The above does not work – eth0.500 does not get an IP address from the tagged VLAN provided by the uplink switch. Also, swconfig dev switch1 show gives no indication of the 802.1Q VLAN ID 500 having been configured:

VLAN 1:
        info: VLAN 1: Ports: '12346t', members=005e, untag=001e, fid=0
        ports: 1 2 3 4 6t 
VLAN 2:
        info: VLAN 2: Ports: '0t6t', members=0041, untag=0000, fid=0
        ports: 0t 6t 

I tried lower VID numbers as well, such as option vid '10' (configuring the upstream switch port with a matching tagged VLAN) just to see if the 802.1Q ID range itself is somehow limited in the non-vlan4k mode – but no dice; the explicit option vid setting does not seem to have effect on this switch/router.

Maybe there’s something wrong with the above simple option vid line but whatever it is, I cannot figure it out.

It is fortunate that enable_vlan4k unlocks access to 802.1Q VLAN IDs above 31 via the implicit option vlan 'x' VID setting mechanism, though, since otherwise it seems I could not have used higher-numbered 802.1Q VLAN IDs on this device at all.

So now you can probably see why I was curious about the swconfig architecture and the logic behind this whole thing.

Previously, I’ve only used OpenWrt on routers whose switch configuration is already DSA-based and where option vlan '1050' (in the bridge-vlan sections) configures a 802.1Q VLAN 1050 straight away with no extra configuration gymnastics needed on top of that.
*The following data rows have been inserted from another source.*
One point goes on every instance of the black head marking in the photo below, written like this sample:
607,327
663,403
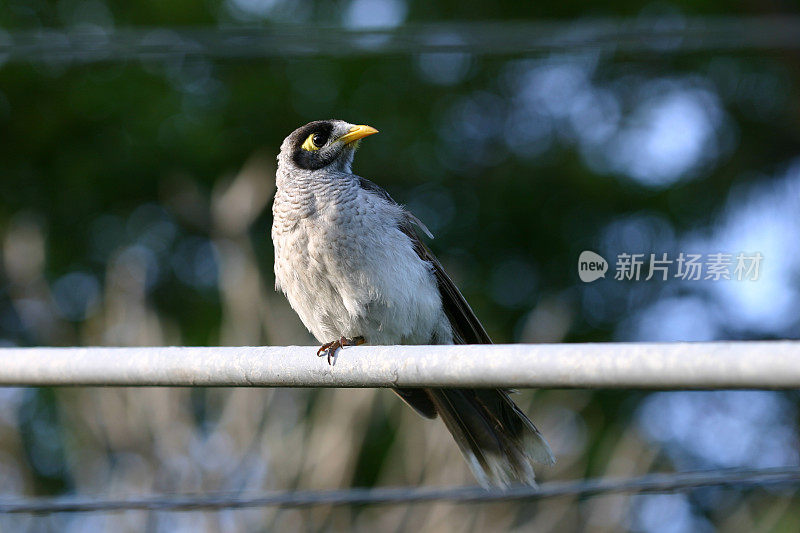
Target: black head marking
321,131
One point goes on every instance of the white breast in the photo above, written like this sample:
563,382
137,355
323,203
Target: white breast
347,269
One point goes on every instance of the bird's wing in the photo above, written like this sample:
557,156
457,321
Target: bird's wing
467,329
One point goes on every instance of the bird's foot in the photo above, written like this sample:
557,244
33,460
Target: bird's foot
329,348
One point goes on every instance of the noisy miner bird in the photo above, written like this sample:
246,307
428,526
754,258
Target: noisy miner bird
349,261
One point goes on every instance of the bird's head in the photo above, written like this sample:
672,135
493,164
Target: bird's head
328,144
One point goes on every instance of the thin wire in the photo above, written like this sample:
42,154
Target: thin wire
651,483
663,35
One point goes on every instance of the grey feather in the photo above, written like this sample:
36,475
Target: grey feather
351,264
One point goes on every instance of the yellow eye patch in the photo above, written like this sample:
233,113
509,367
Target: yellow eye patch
309,145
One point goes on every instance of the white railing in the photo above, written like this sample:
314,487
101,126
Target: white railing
706,365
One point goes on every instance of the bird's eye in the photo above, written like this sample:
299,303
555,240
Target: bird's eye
314,142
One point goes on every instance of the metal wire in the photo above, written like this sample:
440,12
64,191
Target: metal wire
706,365
662,35
652,483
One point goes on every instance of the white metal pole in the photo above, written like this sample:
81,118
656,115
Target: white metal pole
711,365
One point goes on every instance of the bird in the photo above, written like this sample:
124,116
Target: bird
353,266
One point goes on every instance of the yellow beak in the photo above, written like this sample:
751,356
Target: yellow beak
356,133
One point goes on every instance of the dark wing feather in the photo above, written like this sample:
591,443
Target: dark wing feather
497,438
467,329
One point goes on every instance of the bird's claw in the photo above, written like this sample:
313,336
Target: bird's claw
329,348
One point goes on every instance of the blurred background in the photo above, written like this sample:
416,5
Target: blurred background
134,211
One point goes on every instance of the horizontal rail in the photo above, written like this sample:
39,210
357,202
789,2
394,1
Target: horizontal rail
650,483
702,365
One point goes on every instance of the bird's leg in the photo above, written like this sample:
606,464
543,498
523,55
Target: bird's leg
329,348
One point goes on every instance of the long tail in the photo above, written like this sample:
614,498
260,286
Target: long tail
499,442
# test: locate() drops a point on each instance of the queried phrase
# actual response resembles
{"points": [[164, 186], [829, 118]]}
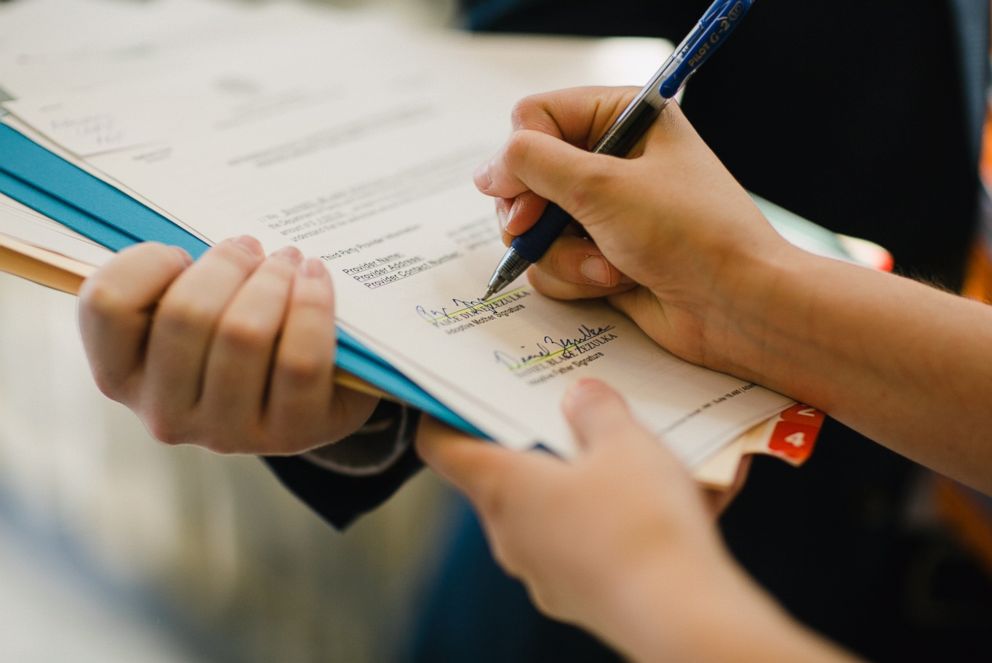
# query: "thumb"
{"points": [[600, 418], [548, 166]]}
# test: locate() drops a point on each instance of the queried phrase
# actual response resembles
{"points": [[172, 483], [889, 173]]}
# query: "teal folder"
{"points": [[52, 186]]}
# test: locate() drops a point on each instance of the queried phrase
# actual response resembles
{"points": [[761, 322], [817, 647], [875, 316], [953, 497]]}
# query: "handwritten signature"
{"points": [[565, 347], [462, 309]]}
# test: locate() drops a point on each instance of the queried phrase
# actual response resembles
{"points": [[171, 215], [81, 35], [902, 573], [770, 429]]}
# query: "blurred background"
{"points": [[114, 547]]}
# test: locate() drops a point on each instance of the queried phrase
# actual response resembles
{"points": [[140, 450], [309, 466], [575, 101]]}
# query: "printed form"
{"points": [[370, 168]]}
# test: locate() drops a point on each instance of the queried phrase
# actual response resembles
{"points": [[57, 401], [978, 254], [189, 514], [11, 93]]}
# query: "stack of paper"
{"points": [[354, 139]]}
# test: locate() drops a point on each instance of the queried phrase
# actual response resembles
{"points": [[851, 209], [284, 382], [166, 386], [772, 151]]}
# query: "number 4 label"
{"points": [[797, 439]]}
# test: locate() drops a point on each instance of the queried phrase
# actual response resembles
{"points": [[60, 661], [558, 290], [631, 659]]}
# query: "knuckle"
{"points": [[241, 258], [185, 316], [164, 429], [303, 370], [109, 385], [517, 149], [524, 110], [243, 335], [101, 298], [588, 190]]}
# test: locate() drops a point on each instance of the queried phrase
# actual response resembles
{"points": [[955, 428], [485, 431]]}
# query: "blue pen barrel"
{"points": [[534, 243]]}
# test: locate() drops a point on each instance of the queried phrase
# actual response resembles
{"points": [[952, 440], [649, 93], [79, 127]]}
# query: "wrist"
{"points": [[751, 294], [712, 612]]}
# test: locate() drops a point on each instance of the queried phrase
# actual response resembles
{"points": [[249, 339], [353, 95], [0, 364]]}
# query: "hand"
{"points": [[672, 237], [621, 526], [234, 353]]}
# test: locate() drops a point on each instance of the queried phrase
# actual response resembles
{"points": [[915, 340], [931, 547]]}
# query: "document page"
{"points": [[376, 180]]}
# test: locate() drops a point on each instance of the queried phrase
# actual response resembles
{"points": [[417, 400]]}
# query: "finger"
{"points": [[241, 351], [524, 212], [183, 326], [551, 286], [600, 419], [577, 260], [114, 310], [552, 169], [578, 115], [304, 408], [480, 470]]}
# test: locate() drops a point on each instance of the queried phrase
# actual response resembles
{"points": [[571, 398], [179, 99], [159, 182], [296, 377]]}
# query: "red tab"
{"points": [[803, 415], [793, 442]]}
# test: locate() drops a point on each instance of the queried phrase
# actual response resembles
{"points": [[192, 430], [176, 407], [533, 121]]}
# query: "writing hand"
{"points": [[670, 232], [234, 353]]}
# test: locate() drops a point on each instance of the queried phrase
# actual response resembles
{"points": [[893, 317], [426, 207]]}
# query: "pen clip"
{"points": [[716, 25]]}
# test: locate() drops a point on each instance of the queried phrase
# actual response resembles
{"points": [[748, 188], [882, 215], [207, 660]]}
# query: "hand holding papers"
{"points": [[376, 179]]}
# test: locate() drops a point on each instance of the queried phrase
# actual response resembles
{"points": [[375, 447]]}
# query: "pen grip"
{"points": [[533, 244]]}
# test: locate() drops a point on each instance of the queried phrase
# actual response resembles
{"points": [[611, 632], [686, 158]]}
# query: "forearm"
{"points": [[904, 363], [716, 618]]}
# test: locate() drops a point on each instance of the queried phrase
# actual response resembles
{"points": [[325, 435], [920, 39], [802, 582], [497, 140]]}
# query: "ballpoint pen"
{"points": [[709, 33]]}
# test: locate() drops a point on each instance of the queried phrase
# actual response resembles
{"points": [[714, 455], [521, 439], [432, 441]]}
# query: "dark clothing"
{"points": [[865, 117]]}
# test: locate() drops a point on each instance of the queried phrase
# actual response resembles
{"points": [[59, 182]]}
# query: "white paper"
{"points": [[369, 166]]}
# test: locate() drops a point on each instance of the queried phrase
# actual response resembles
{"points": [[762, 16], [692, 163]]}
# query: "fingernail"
{"points": [[289, 254], [314, 268], [584, 394], [184, 255], [502, 209], [511, 215], [483, 180], [250, 244], [595, 270]]}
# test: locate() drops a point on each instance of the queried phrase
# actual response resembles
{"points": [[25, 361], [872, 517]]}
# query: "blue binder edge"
{"points": [[52, 186]]}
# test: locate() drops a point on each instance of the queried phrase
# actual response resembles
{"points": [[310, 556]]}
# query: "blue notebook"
{"points": [[52, 186]]}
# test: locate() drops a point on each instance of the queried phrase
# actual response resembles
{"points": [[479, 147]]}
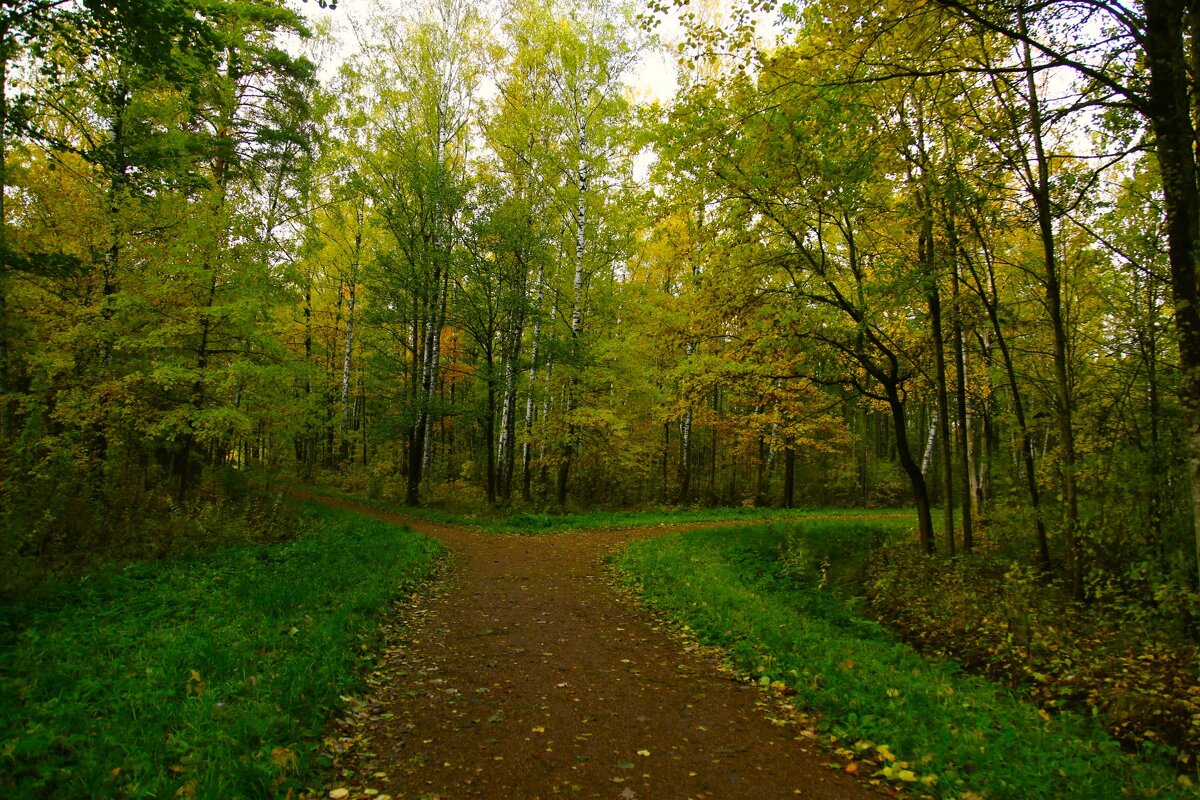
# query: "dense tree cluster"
{"points": [[939, 253]]}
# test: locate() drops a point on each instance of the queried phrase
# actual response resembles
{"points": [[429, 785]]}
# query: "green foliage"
{"points": [[955, 732], [209, 675], [994, 615]]}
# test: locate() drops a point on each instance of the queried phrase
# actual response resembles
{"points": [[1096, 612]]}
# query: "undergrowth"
{"points": [[999, 618], [207, 677], [781, 619]]}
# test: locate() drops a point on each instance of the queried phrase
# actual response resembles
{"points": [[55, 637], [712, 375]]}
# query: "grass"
{"points": [[208, 677], [755, 591]]}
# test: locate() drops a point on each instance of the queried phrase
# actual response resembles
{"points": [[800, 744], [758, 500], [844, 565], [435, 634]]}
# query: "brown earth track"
{"points": [[526, 674]]}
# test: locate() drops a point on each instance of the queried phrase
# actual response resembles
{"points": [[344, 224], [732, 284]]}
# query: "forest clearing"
{"points": [[599, 398]]}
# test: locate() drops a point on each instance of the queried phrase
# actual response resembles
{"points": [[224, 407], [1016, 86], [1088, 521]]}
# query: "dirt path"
{"points": [[529, 677]]}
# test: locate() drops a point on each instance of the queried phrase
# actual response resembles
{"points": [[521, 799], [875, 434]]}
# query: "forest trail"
{"points": [[528, 675]]}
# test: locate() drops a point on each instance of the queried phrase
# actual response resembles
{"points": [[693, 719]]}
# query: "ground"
{"points": [[527, 673]]}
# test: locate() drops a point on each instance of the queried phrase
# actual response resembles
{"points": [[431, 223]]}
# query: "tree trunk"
{"points": [[1169, 109], [527, 447], [966, 473], [1039, 188]]}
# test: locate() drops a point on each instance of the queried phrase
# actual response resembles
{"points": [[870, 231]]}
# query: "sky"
{"points": [[652, 78]]}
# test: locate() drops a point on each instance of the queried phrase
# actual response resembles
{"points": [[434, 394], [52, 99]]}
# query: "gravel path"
{"points": [[526, 674]]}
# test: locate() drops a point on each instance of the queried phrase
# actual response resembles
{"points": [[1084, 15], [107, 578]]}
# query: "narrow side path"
{"points": [[528, 677]]}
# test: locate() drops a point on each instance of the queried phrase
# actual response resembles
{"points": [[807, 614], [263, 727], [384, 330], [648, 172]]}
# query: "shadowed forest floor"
{"points": [[526, 674]]}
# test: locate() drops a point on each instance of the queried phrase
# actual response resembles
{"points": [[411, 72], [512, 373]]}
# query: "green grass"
{"points": [[754, 590], [211, 674]]}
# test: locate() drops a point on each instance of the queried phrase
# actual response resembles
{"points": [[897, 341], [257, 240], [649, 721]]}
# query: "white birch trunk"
{"points": [[927, 461]]}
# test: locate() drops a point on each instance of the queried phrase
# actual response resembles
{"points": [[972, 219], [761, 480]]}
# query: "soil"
{"points": [[526, 672]]}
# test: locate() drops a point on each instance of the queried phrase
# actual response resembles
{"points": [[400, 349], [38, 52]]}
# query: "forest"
{"points": [[457, 257]]}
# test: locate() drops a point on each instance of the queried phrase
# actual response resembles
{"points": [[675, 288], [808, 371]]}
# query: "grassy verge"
{"points": [[755, 591], [208, 677]]}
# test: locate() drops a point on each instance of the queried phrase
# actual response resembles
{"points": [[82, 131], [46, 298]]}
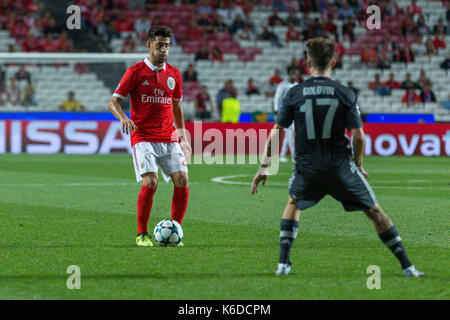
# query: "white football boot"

This TP-Link was a bit older gear, though, and got me wondering, especially as the default config does not include the required enable_vlan4k (so I only found out about it accidentally), and enable_vlan4k is not listed or documented among the available switch configuration options in the Wiki.

@znark, I saw this linked in another thread - hope this helps and clears confusion on what the value means:

@lleachii wrote:

Thanks, but as you can see from the non-working examples above, I am not (explicitly) setting or trying to set the PVID value, I am setting the VID / 802.1Q VLAN ID for the VLAN (which, as noted in the comment you quote, typically implicitly also sets the PVID for ingress tagging if the port is an “access port” (member of a VLAN in untagged mode), but the non-working example above with the VLAN ID 500 concerned tagged traffic on a trunk port (0t). The port (0t) in that example is not set up for untagged traffic at all, so PVID should be of no concern.)

I have been working with VLANs and managed switches for quite some time. Maybe there’s some confusion, but it is not necessarily totally at my end.